Health & Medical hepatitis

Clinical Impact of Treatment Timing for Chronic HCV

´╗┐Clinical Impact of Treatment Timing for Chronic HCV

Results


Immediate treatment with interferon-containing therapy, with the option of retreatment with interferon-free therapy for those do not initially attain SVR led to the greatest gains in quality-adjusted life expectancy (3.1 QALYs and 8.6 QALYs in noncirrhotic and cirrhotic patients, respectively, compared to no treatment). When retreatment was not an option, delayed treatment with interferon-free therapy was superior to immediate treatment with interferon-containing therapy by 0.2 QALY in noncirrhotic patients and 1.1 QALY in patients with cirrhosis (Table 2).

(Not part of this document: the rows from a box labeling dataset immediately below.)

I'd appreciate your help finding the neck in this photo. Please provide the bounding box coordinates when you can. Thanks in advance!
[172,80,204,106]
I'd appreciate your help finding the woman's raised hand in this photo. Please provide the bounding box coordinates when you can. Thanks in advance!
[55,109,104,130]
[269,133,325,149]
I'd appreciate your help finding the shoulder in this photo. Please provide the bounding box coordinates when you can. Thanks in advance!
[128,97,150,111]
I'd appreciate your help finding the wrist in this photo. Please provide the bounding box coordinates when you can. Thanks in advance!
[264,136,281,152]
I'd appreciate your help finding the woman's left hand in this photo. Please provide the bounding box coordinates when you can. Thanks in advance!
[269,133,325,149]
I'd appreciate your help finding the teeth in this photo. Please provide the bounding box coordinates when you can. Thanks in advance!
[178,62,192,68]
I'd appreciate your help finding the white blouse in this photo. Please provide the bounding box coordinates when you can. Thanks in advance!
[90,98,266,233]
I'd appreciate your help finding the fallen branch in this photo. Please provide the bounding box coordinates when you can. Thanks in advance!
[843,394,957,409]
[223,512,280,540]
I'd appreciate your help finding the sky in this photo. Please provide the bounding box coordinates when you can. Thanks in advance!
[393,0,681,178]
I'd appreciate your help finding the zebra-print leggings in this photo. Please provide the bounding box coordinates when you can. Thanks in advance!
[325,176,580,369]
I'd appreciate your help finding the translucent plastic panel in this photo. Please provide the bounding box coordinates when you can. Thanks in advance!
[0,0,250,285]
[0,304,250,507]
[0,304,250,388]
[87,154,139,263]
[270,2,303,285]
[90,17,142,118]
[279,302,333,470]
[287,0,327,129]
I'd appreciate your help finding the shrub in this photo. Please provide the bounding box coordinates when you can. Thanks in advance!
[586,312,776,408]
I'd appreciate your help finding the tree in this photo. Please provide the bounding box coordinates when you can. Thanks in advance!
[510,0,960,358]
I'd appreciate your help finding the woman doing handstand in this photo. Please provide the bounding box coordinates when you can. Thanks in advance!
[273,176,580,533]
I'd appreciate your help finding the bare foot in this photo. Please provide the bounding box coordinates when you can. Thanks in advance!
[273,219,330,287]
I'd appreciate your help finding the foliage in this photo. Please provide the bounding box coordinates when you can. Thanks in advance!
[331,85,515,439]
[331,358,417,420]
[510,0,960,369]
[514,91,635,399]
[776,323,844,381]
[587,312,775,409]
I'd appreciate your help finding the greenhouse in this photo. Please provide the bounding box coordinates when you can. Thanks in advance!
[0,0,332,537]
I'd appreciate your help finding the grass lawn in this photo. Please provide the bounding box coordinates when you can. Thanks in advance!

The superiority of delayed interferon-free therapy compared to one-time, immediate interferon-containing therapy was sensitive to the time that patients were forced to wait before receiving interferon-free treatment. In patients with and without cirrhosis, the health benefit of waiting for interferon-free therapy was lost when wait time for this regimen was greater than 3 years for patients with cirrhosis and 3.2 years for noncirrhotic patients (Fig. 3). Increasing delay in interferon-free therapy resulted in decreasing health benefits compared to no therapy, an effect that was greater in patients with cirrhosis compared to noncirrhotic patients.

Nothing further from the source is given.